Ces demandes se fondent sur les articles L. 34-8-2-1 et L. 34-8-2-2 de ce CPCE, qui, donc, imposent aux gestionnaires d’infrastructures d’accueil une obligation de faire droit à toute demande raisonnable d’accès à ces infrastructures d’accueil.

Les collectivités, de leur côté, bloquent parfois pour inciter les opérateurs à passer par les réseaux d’initiative publique (RIP ; article L. 1425-1 du CGCT) ou au nom de l’existence de ces RIP (qui dès lors feraient que le régime des articles L. 34-8-2 et suivants du CPCE ne seraient pas, selon ces collectivités, applicable).

C’est ce raisonnement qui vient d’être battu en brèche par l’ARCEP, et ce en ces termes :

« a) Sur le refus d’accès justifié par Coeur de Savoie par la disponibilité d’une offre de Fibre Optique Noire (FON)
« IELO soutient que Coeur de Savoie ne peut se prévaloir de la disponibilité d’une offre de location FON pour justifier son refus d’accès à ses infrastructures d’accueil dès lors qu’« [u]ne offre de location de FON ne saurait constituer une offre d’accès aux infrastructures d’accueil ».
« Coeur de Savoie fait valoir que « l’existence et la disponibilité [d’un] réseau entièrement maillé de FON, disséminé au sein des fourreaux, constitue une offre de gros d’accès à une infrastructure d’accueil du gestionnaire, adaptée à la fourniture de réseaux de communications électroniques à très haut débit »54. Ce faisant, la disponibilité d’une telle offre constitue, selon Coeur de Savoie un motif valable pour refuser une demande d’accès selon l’article L. 34-8-2-1 du CPCE.
« L’Autorité relève que le 22° de l’article L. 32 du CPCE précité exclut expressément la FON de la définition des infrastructures d’accueil. Dès lors, si, conformément à L. 34-8-2-1 du CPCE, la disponibilité d’une offre de gros d’accès à une infrastructure d’accueil est susceptible de justifier le refus d’accès du gestionnaire, l’offre de location de FON ne peut être regardée comme une offre de gros d’accès à une infrastructure d’accueil au sens de ces dispositions. Partant, Coeur de Savoie n’est pas fondé à se prévaloir de la disponibilité d’une offre de location de FON sur le parc d’activités Alpespace pour justifier son refus opposé à la demande de IELO.
« Au surplus, l’Autorité relève que Coeur de Savoie a précisé dans ses écritures que la disponibilité d’une offre de location FON « n’a jamais été invoquée à titre principal pour justifier le refus de déploiement » opposé à IELO par Coeur de Savoie.
« En conséquence, la disponibilité d’une offre de location FON qui n’est pas une offre de gros d’accès à des infrastructures d’accueil au sens de l’article L. 34-8-2-1 du CPCE ne permet pas de justifier le refus opposé par Coeur de Savoie à la demande de IELO.»

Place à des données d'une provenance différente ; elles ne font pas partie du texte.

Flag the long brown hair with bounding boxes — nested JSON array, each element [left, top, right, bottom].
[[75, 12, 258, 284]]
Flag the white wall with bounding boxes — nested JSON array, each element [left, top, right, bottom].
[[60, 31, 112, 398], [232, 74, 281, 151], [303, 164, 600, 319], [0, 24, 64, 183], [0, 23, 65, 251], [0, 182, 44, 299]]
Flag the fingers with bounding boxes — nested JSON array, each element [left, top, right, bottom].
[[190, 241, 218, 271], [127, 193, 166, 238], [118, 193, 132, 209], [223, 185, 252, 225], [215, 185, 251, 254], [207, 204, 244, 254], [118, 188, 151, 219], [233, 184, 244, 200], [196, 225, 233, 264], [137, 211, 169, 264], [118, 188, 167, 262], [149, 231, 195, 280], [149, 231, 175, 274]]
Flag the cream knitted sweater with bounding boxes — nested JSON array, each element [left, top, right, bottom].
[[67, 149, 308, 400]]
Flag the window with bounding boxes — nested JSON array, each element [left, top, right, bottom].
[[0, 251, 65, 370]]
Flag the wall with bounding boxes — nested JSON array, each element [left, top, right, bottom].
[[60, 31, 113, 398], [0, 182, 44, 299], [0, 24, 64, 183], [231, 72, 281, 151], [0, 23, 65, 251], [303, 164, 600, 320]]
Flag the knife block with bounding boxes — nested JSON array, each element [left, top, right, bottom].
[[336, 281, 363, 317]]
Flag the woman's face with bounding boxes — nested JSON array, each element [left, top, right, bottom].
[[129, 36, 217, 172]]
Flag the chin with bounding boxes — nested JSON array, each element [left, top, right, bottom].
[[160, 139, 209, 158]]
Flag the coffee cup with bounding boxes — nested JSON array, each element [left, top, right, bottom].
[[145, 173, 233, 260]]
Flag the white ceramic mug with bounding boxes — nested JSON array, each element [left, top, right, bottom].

Dans cette affaire, où donc le demandeur est la société IELO, et le défendeur une communauté de communes, l’Arcep :

  • fait droit aux demandes de IELO sur la mise à disposition d’infrastructures d’accueil. Elle considère donc qu’il était justifié et raisonnable que la communauté de communes transmette à IELO un projet de modification de la convention dans un délai de deux mois à compter de la notification de la décision, afin de donner accès à ce dernier au parcours demandé, ou à défaut, à un parcours d’infrastructures d’accueil alternatif permettant la desserte du client de IELO.
  • fait droit à la demande de communication des plans des infrastructures d’accueil sur le périmètre de la convention.
  • refuse en revanche de considérer comme raisonnable la demande de IELO visant à imposer à la communauté de communes d’accepter par anticipation toute demande ultérieure d’accès à ses infrastructures d’accueil qui serait formulée par IELO.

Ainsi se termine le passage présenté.